Wednesday, August 4, 2010

Check-out my interview in InVision e-magazine

Why Next Generation Ministry Matters
by Melissa Kelley

“Reaching the nations and the next generation.” That’s the mission of Global Youth and Family Ministry (GYFM), led by MTW missionaries Eric and Rebecca Larsen. GYFM provides support and care for MTW missionaries and their children—often referred to as Third Culture Kids—and ongoing training for those seeking to influence global youth culture. Following is an interview with GYFM director Eric Larsen.

Your path to youth ministry is personal. Can you talk about your own experience as a Third Culture Kid (TCK)?

I was a military brat, missionary kid, and PCA pastor’s kid. And by eighth grade, I was on my 12th move, eighth school, and third continent.

I had a really difficult transition from Australia to the U.S. after graduating from high school and moving to Covenant College. I remember sealing up my Australian belongings in a box and shoving it in the back of my closet; I stopped reading letters from my Australian friends; I changed my accent. I remember thinking, “I can’t continue to straddle multiple worlds when others can’t do that with me.”
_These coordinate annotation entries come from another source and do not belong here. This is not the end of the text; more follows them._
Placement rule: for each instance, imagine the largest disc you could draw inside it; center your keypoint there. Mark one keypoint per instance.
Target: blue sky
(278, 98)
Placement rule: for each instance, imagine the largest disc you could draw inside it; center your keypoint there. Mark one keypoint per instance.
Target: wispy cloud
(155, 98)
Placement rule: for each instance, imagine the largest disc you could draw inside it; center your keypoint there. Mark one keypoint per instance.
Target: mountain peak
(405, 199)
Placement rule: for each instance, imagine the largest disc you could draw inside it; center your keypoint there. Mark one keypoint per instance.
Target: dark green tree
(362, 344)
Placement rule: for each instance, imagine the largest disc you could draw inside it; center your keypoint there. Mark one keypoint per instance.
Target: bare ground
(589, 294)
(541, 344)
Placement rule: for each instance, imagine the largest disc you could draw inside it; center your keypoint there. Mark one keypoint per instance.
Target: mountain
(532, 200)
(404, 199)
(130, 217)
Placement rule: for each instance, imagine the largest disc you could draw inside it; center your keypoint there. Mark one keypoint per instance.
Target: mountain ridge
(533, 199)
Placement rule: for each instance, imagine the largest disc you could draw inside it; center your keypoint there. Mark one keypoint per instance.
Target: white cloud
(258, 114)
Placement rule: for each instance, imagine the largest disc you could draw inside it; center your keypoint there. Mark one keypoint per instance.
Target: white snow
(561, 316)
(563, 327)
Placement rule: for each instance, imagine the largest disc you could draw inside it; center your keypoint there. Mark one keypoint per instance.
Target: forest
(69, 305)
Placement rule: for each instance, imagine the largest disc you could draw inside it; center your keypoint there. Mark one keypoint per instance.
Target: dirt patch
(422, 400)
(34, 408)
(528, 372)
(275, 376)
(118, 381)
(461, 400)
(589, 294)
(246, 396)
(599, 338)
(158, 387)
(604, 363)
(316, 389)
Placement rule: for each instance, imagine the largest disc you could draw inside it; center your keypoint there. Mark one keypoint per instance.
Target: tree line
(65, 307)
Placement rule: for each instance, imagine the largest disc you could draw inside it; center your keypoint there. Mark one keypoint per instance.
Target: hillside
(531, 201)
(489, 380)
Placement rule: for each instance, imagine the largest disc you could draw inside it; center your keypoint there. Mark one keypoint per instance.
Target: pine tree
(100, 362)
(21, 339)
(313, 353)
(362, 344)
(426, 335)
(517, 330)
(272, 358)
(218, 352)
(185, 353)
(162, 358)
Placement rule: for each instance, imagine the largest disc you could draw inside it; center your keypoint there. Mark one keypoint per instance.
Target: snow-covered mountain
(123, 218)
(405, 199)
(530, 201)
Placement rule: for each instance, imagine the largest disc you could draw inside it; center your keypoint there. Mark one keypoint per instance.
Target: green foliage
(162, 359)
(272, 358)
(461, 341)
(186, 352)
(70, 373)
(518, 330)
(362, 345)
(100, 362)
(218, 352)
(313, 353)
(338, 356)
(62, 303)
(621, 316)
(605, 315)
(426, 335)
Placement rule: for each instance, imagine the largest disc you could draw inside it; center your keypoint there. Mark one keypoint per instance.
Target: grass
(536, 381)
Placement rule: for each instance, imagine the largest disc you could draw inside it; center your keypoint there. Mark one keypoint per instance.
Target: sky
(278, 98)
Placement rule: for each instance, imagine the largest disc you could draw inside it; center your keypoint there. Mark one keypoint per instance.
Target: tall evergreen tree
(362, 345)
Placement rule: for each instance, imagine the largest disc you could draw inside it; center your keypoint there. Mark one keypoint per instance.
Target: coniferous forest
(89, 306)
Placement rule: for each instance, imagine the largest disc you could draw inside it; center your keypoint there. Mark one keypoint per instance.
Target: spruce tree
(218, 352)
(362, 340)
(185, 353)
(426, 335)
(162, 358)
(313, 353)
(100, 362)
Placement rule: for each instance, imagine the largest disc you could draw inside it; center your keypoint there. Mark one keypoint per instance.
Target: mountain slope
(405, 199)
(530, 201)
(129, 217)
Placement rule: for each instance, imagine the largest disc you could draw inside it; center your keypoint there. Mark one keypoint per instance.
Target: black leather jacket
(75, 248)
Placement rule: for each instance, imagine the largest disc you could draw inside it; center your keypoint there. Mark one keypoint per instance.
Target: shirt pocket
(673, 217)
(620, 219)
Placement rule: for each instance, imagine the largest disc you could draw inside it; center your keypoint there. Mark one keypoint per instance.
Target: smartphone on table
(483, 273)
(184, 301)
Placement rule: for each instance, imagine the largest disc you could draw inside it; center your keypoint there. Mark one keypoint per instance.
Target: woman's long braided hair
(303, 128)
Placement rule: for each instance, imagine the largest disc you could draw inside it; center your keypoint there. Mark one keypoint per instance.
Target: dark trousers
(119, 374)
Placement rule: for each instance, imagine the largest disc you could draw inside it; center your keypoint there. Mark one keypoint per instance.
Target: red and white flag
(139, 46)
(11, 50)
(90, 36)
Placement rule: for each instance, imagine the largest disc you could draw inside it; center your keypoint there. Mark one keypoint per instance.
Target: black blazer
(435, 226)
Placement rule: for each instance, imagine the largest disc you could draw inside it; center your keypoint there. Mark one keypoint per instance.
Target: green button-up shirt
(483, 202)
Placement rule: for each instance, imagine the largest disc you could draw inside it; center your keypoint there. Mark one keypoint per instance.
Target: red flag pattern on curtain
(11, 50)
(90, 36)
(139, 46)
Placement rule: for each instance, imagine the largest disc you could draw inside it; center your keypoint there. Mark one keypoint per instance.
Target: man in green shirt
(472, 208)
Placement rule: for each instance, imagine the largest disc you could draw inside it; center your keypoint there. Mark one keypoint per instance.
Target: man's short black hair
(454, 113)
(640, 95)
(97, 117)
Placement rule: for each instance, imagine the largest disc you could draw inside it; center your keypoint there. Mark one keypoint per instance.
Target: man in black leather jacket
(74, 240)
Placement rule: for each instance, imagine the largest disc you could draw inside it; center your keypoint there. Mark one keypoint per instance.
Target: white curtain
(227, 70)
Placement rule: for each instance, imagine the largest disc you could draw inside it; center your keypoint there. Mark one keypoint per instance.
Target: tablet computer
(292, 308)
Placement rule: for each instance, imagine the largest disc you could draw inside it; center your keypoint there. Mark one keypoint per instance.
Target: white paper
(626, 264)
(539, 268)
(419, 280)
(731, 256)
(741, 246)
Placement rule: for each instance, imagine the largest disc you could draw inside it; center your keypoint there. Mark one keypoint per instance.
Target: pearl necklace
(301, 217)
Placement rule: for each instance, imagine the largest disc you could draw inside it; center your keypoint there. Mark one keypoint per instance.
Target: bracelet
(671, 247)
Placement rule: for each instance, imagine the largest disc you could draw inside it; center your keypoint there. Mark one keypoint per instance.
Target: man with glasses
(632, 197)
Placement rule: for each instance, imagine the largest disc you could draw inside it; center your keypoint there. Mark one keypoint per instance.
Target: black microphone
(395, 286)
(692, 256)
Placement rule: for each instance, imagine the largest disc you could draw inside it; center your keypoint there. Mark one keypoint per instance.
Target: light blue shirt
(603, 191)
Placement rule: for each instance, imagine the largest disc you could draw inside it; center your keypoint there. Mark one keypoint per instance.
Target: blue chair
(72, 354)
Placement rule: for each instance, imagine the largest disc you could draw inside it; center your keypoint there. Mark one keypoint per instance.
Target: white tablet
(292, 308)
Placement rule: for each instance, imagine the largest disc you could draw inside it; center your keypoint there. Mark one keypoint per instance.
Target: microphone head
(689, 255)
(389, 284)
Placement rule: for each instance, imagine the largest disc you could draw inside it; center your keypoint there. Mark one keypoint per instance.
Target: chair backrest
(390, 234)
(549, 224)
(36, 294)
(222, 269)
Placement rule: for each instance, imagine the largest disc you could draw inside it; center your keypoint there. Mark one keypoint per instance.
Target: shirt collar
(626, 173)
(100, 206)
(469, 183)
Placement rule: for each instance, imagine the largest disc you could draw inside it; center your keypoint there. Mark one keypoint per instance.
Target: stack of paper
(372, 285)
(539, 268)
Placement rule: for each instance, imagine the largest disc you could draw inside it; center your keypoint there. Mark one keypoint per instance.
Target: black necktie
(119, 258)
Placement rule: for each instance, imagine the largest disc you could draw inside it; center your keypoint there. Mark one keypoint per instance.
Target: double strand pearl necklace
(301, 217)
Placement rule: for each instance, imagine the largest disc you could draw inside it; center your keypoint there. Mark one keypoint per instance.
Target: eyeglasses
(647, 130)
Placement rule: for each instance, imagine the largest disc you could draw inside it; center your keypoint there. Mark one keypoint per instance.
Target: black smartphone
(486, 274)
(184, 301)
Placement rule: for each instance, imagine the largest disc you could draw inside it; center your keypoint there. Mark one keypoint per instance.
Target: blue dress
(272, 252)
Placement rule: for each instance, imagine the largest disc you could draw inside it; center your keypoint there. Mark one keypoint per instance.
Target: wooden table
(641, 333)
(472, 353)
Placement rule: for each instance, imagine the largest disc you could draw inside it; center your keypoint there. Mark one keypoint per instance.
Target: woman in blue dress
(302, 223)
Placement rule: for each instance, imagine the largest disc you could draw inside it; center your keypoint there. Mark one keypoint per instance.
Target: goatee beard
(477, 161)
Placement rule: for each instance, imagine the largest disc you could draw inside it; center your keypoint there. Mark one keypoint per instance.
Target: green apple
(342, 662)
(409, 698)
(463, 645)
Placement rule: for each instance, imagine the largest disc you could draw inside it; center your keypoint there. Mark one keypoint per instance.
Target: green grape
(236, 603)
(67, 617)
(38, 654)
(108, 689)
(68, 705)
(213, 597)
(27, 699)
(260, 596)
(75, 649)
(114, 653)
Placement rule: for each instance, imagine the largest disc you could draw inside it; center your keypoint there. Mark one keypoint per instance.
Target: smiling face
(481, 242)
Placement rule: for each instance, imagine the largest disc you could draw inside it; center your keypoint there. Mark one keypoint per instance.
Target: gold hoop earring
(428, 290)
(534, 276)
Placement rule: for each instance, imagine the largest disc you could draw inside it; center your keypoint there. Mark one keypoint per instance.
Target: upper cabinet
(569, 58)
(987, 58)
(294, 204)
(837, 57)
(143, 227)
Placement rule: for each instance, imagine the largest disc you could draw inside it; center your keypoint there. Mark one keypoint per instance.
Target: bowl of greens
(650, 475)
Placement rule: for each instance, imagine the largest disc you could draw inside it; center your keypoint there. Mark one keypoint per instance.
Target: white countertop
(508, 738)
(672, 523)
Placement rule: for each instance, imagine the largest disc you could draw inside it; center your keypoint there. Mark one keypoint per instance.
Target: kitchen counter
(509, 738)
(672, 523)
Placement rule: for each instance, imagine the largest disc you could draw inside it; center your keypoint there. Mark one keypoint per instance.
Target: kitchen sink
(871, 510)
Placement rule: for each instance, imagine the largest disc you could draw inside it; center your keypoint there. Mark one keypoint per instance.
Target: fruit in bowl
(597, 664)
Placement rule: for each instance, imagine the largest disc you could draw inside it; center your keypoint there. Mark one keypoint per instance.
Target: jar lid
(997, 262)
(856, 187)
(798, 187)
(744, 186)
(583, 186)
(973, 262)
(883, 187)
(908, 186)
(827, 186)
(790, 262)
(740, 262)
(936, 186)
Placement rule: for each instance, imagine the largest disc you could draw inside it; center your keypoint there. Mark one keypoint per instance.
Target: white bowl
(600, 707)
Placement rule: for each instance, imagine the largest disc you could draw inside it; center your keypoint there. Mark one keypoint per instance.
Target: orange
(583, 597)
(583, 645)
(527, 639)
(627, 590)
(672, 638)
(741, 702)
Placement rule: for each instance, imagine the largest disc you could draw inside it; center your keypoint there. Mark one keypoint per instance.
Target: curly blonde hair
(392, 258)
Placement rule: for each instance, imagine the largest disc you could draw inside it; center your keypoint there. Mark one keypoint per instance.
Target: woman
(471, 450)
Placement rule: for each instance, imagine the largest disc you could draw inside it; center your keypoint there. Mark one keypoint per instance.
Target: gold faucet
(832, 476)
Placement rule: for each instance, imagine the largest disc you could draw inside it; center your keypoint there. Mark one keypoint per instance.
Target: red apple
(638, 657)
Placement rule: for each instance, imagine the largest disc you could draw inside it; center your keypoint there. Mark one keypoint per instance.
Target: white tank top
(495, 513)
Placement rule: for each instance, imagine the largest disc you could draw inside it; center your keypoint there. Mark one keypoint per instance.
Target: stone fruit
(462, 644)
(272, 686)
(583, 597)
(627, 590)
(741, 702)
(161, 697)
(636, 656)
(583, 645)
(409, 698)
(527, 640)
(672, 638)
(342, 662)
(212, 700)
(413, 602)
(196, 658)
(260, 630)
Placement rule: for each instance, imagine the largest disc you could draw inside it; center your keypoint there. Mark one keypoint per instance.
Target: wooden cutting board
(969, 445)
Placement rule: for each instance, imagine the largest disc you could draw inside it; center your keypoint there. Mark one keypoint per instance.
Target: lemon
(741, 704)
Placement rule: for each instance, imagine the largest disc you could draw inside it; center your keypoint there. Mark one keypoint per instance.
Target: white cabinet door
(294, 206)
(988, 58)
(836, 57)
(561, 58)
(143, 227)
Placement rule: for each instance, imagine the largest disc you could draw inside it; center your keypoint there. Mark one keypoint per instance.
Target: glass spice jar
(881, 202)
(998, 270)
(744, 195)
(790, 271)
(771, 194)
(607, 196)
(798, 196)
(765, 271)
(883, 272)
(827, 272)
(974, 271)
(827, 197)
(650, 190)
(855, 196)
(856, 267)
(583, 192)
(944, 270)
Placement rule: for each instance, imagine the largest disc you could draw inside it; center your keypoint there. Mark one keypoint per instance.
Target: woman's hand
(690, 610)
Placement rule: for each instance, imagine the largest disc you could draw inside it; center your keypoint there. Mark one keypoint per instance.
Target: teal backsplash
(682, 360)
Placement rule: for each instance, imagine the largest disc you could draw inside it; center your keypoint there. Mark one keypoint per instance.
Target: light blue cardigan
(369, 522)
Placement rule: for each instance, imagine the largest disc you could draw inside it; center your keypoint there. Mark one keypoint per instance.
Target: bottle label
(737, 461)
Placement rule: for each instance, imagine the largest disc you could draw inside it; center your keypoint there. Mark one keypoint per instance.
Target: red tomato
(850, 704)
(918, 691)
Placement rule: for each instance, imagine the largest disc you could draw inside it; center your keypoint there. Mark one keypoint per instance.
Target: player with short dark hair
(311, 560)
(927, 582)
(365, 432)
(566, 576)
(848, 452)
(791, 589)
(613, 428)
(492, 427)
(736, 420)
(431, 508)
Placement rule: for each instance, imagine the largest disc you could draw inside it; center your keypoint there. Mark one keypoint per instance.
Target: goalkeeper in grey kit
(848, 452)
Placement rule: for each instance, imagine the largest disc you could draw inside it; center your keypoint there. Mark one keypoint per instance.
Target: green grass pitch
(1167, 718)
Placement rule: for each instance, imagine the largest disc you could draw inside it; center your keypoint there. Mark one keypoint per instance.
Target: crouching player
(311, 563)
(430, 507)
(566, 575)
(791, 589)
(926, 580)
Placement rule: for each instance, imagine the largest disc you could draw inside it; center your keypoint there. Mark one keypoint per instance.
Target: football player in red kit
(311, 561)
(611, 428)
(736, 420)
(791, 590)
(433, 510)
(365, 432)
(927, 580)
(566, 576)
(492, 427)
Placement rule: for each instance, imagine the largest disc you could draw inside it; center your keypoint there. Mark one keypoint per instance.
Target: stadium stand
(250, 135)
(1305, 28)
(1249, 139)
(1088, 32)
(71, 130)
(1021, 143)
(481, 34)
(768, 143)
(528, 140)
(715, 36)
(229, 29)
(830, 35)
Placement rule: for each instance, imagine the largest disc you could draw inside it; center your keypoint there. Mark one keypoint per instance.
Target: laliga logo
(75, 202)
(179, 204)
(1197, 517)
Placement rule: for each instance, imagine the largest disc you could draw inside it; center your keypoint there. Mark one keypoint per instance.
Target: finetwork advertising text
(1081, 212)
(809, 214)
Many years later I finally learned to make peace with that part of who I was. God helped me unpack the box again, helped me become integrated in who I am. My father always said, “You minister out of who you are.” I think that getting in touch with our own stories, as well as spiritual gifts and temperament and giftedness ... all of those things are woven together, and God’s uses those to uniquely express Himself and reveal His gospel through us.

Why are you compelled to work with Third Culture Kids? Why is it a priority for MTW?

TCKs are uniquely equipped to impact a globalizing world. We hope that as the church invests in TCK ministry, we will see an emerging generation of missional leaders raised up. Also, we want to help them learn how God has hardwired them for crossing cultures—it may be that God is weaving this into His calling on their life.

But beyond that, we think it’s important to undergird mission families by surrounding them with a web of support. Adolescence is tough enough to navigate without the compounding effects of mission service: isolation, spiritual warfare, the intensity of frontline ministry, and the challenges of growing up cross-culturally.

You’ve said that ministry to youth is more critical now than at any other time in history. Why is that so?

Reaching the next generation is a must for the church—and the church should always have that orientation. We see in the Bible that God is always reconciling generations to one another, and that the burden is on the older to reach out to the younger—not the other way around.

But several things are unique at this point in history. More and more, the church is emptying of young people. There is an exploding global youth population (by the end of this year, 50 percent of the world’s population will be under the age of 25—that’s three billion people). Also, there’s the phenomenon of the extension of adolescence around the world. Kids are thrust into adolescence earlier and earlier and are extending it later and later. Now, it’s common for that period to stretch from 10 to 30 years old.

We’re also seeing a global youth culture where kids have more in common with one another than with the adults around them. Some of the key factors causing that include media, technology, and the common experience of abandonment.

How would you like to see the church engage with youth?

One big problem is the systemic adult abandonment of kids. Adults are not engaging young people. We have to raise up an army of folks who will engage young people together, as a church. We need a community of faith to rally around kids and care for them. It’s a great opportunity for the gospel, for a church to say, “We’re going to go after these kids.” We want to equip leaders to mobilize the adult community of faith to do that, to be catalysts, to become champions of the cause, to become a resource for their local area. And we want to ground them biblically and theologically to do that work.

How does your partnership with Covenant Seminary help accomplish your goal of training others to do youth ministry?

It’s important to see youth ministry movements as integral to our church-planting efforts around the world. So we’re involved in training cross-cultural youth ministers sent as missionaries with MTW, as well as equipping and encouraging field leadership, national leaders, and indigenous churches in engaging the emerging generations in their context.

Our Global Youth and Family Institute (GYFI) is based out of Covenant Theological Seminary, which has adopted GYFI’s training modules as its curriculum for a master of arts or master of divinity concentration in global youth ministry. So, training is a key piece of our vision. We also provide training all over the world—in Nagoya, Japan, several times a year, for example, and also at an annual European leadership forum.

It’s good to see Covenant Seminary and MTW—two PCA agencies—partnering together in this effort. It results in a theologically robust program where training is grounded in practice and kingdom mission.